A disappointing followup to Zevon's beautiful and ambitious debut, his sensitivity is sacrificed for mere weirdness. Nevertheless, there's some fine music here. * * * *

- John Floyd, The All-Music Guide to Rock, 1995.

Warren Zevon's dark streak runs rampant on Excitable Boy, notably on the title track about an eternally coddled sociopath. The album is uneven, but it contains some of his best-known songs, including the hit "Werewolves of London," "Roland the Headless Thompson Gunner" and "Lawyers, Guns And Money." * * * *

- Daniel Durchholz, Musichound Rock: The Essential Album Guide, 1996.

Forget the Eagles -- the Excitable Boy, Mr.

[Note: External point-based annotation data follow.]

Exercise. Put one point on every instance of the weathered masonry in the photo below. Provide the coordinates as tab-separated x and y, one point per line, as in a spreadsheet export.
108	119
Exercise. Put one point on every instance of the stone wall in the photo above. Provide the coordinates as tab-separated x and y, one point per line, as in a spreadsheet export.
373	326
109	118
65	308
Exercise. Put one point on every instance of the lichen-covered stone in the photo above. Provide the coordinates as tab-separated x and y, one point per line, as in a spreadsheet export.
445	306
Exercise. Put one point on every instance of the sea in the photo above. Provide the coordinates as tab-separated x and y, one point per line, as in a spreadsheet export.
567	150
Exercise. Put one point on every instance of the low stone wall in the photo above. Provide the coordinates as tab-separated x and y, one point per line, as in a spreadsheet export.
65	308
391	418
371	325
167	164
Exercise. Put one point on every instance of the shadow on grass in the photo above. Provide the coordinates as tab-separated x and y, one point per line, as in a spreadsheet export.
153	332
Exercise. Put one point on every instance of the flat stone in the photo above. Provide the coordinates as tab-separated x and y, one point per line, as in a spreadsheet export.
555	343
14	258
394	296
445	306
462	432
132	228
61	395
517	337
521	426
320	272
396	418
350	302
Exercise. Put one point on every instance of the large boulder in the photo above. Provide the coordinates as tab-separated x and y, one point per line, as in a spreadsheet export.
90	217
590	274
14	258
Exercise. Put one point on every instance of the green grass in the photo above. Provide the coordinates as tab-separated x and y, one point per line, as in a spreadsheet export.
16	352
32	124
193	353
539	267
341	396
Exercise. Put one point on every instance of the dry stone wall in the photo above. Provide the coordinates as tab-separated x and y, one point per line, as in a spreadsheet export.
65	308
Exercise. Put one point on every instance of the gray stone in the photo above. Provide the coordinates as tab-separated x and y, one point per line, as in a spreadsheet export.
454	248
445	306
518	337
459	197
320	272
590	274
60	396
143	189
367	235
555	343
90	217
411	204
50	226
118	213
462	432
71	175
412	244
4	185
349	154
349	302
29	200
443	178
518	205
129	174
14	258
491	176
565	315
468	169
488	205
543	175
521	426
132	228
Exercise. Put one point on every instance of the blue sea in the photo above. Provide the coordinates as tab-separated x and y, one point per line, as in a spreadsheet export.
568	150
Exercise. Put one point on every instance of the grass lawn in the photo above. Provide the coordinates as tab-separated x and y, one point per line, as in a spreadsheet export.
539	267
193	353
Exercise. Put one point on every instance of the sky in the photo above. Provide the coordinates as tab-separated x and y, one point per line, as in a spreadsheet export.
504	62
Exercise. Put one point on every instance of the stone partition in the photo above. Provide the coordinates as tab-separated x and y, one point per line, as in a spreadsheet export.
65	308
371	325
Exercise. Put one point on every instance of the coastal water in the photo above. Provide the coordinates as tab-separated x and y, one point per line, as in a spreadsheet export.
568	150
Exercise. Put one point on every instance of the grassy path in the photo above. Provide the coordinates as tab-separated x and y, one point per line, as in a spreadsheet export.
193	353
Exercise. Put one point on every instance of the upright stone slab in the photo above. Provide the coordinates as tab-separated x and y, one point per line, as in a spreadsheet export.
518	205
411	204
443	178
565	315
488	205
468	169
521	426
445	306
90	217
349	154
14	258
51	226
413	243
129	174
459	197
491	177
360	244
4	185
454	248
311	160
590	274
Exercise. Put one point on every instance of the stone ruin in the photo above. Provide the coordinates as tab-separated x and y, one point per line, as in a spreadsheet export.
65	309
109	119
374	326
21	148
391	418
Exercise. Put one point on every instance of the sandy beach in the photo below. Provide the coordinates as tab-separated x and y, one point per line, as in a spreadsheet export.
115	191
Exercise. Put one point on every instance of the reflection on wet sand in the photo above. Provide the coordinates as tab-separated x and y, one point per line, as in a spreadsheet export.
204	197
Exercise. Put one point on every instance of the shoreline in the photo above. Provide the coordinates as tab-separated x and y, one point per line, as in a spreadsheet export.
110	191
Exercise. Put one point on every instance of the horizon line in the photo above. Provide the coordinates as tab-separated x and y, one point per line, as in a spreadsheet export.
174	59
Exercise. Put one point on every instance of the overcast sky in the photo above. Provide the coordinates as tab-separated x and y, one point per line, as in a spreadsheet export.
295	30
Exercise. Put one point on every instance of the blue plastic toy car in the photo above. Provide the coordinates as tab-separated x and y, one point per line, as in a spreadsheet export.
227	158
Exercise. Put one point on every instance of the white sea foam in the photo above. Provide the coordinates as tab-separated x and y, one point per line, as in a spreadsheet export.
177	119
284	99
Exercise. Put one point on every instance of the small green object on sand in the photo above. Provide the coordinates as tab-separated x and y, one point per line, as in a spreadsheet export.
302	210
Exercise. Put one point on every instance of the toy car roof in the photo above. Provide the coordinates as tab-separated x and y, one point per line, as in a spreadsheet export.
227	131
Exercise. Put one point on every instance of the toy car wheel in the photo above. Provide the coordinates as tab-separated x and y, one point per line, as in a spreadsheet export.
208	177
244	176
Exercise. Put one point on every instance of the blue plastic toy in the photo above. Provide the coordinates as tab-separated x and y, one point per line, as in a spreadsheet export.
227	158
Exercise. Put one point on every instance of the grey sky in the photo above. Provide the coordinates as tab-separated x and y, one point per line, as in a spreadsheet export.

Bad Example himself, takes the cake and rubs it all over his chest on this acidic release that represents LA with a bitter twist à la "Lou Reed West." A wildly creative work rife with werewolves, headless gunmen and wanna-be mercenaries, delivered with sardonic wit and a rough snarl, it brought him to the forefront of the California singer-songwriter class and nearly catapulted him to stardom. * * * * *

- Zagat Survey Music Guide - 1,000 Top Albums of All Time, 2003.

Excitable Boy is indispensable for any '70s singer-songwriter library; Zevon could nearly out-sensitize co-producer Jackson Browne, while also writing wackjob paeans to psychos and mercenaries. A

- Chris Willman, Entertainment Weekly, March, 2007.

Warren Zevon's third album is filled with sad sacks, schemers, and strange characters who could have wandered from the pages of 1950s-era pulp novels. Among his creations are a crazed mercenary killer named Roland; pampered and self-obsessed elites wreaking havoc with the lethal combination of "Lawyers, Guns, and Money"; and the denizens of a bizarre stalker underworld ("Werewolves of London"). Then there's the wierdo of the title track, who murders his date for the Junior Prom. The townsfolk shake their heads as they gossip: He was always an excitable boy.

These songs are delivery systems for the wit and wisdom of a black humorist (a trenchant observer of humanity who more than once was compared to Mark Twain), and so often operate on several levels at once. They're freakshow-on-the-sidewalk portraits, and at the same time caustic commentaries on a nihilistic society obsessed with escaping reality whenever possible. Like Randy Newman and a handful of others, Zevon (1947-2003) weaves acute observations into his narratives; the lyrics might be acidic, but they're also unapologetically smart, laced with references to history and thinly disguised outrage over current events. As he follows the exploits of "Roland the Headless Thompson Gunner," for example, Zevon slips in questions about the misadventures and miscalculations of U.S. foreign policy. And no matter what message is carried by the words, Zevon's unkempt, defiantly casual delivery offers another level of comment, the audio equivalent of a raised eyebrow.

Zevon had the sardonic edge from the start -- his debut is even more astringent. But after this, Zevon, the son of a professional gambler, descended into a years-long vodka binge that hindered his output. Though subsequent works contain smatterings of genius, Excitable Boy is Zevon's most fully realized album, and the one that established him as a refreshingly dour voice in an L.A. singer-songwriter scene defined by puppy-dog sweetness. It's also his most-varied collection, with straightforward three-chord rock anthems ("Lawyers, Guns, and Money"), anxious attempts at funk ("Nighttime in the Switching Yard"), and one forthright piano ballad ("Accidentally like a Martyr"). A sincere, beautifully wrought song, it's the one to play for people who think Zevon spent his whole career howling like a werwolf.

- Tom Moon, 1,000 Recordings To Hear Before You Die, 2008.